Site Reliability Engineer (Lead): Developer Automation
The Direct to Consumer Group (DTC) is a technology company within Discovery that is responsible for building a global streaming video platform to support a broad collection of Discovery's diverse brands around the world including Discovery, TLC, Food Network, Investigation Discovery, Animal Planet, Science Channel, HGTV, Eurosport, MotorTrend, and many more.
DTC's software engineering teams build applications for the web, mobile, tablets, connected TVs, consoles, and other streaming devices. Those applications are backed by a fleet of modern, cloud-native microservices deployed to Kubernetes within AWS. It is a fast-growing, global engineering group crucial to Discovery's future.
As an engineer in the Developer Automation group within DTC, you'll be joining a group that is responsible for building a truly global, self-service platform to enable DTC's growing number of engineering teams to build, test, deploy, and manage the complete operational life cycle of their services in a fully autonomous fashion.
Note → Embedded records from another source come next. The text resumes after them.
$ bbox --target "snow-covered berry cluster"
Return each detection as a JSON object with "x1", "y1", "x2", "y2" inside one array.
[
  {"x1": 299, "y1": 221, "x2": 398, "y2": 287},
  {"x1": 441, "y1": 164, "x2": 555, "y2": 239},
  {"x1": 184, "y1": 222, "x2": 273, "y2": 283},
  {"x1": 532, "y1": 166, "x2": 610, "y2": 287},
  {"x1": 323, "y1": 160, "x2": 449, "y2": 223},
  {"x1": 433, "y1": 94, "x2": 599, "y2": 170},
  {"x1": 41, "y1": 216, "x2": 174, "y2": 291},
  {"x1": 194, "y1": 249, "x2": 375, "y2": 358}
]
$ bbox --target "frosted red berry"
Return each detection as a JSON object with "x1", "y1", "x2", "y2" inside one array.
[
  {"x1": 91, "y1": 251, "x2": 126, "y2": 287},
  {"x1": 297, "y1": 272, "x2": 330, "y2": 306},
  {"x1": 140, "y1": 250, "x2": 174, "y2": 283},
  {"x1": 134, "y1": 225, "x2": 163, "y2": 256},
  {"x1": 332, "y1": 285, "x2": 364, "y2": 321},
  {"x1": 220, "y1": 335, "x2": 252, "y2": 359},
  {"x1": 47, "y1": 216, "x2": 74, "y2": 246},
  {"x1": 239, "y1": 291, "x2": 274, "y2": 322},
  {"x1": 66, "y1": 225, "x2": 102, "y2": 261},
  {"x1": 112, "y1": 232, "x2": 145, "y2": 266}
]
Your role will focus on the development of the platform core and common platform services. You'll solve problems related to complex cloud-infrastructure automation, multi-region networking, cross-cluster service meshes, authentication/authorization, and the management of large-scale Kubernetes cluster deployments across many AWS accounts. You'll architect platform APIs for other teams to build on top of, you'll develop Kubernetes operators, you'll design processes/workflows, and you'll help to do it all in a collaborative, team environment using modern, rigorous software development practices that emphasize testability, repeatability, and self-service automation.
The ideal candidate for this role will have 8+ years' professional experience with a wide breadth of experience across the entire software stack, as well as deep expertise in at least one technology from each of the following groups:
• Containerization & Container Orchestration at Scale (i.e. Kubernetes)
• Container Networking & Distributed Service Meshes (e.g. Istio, Linkerd)
• Cloud Infrastructure Automation (AWS strongly preferred) (e.g. CDK, Crossplane)
• Linux System Administration
• Distributed Systems Development (e.g. asynchronous communication patterns, consensus algorithms, distributed transactions)
• Services Programming (e.g. Go-lang, Java, Kotlin, Scala, Python, Ruby)
• Systems Programming (e.g. C, C++, Rust)
In addition, your technical expertise should match well to the following:
• Deep understanding of distributed systems in Kubernetes
• Hands-on experience with at least one IaC tool (e.g. CDK, Terraform, Crossplane)
• Experience with the development and operation of high throughput, low-latency systems
• Hands-on experience with automating development workflow pipelines (CI/CD)
• Operational experience (i.e. on-call rotation, incident response)
• Ability to collaborate effectively with remote peers across disparate geographies and timezones
• Excellent written and verbal communication skills with particular emphasis on technical documentation (including diagramming)
• Strong CS fundamentals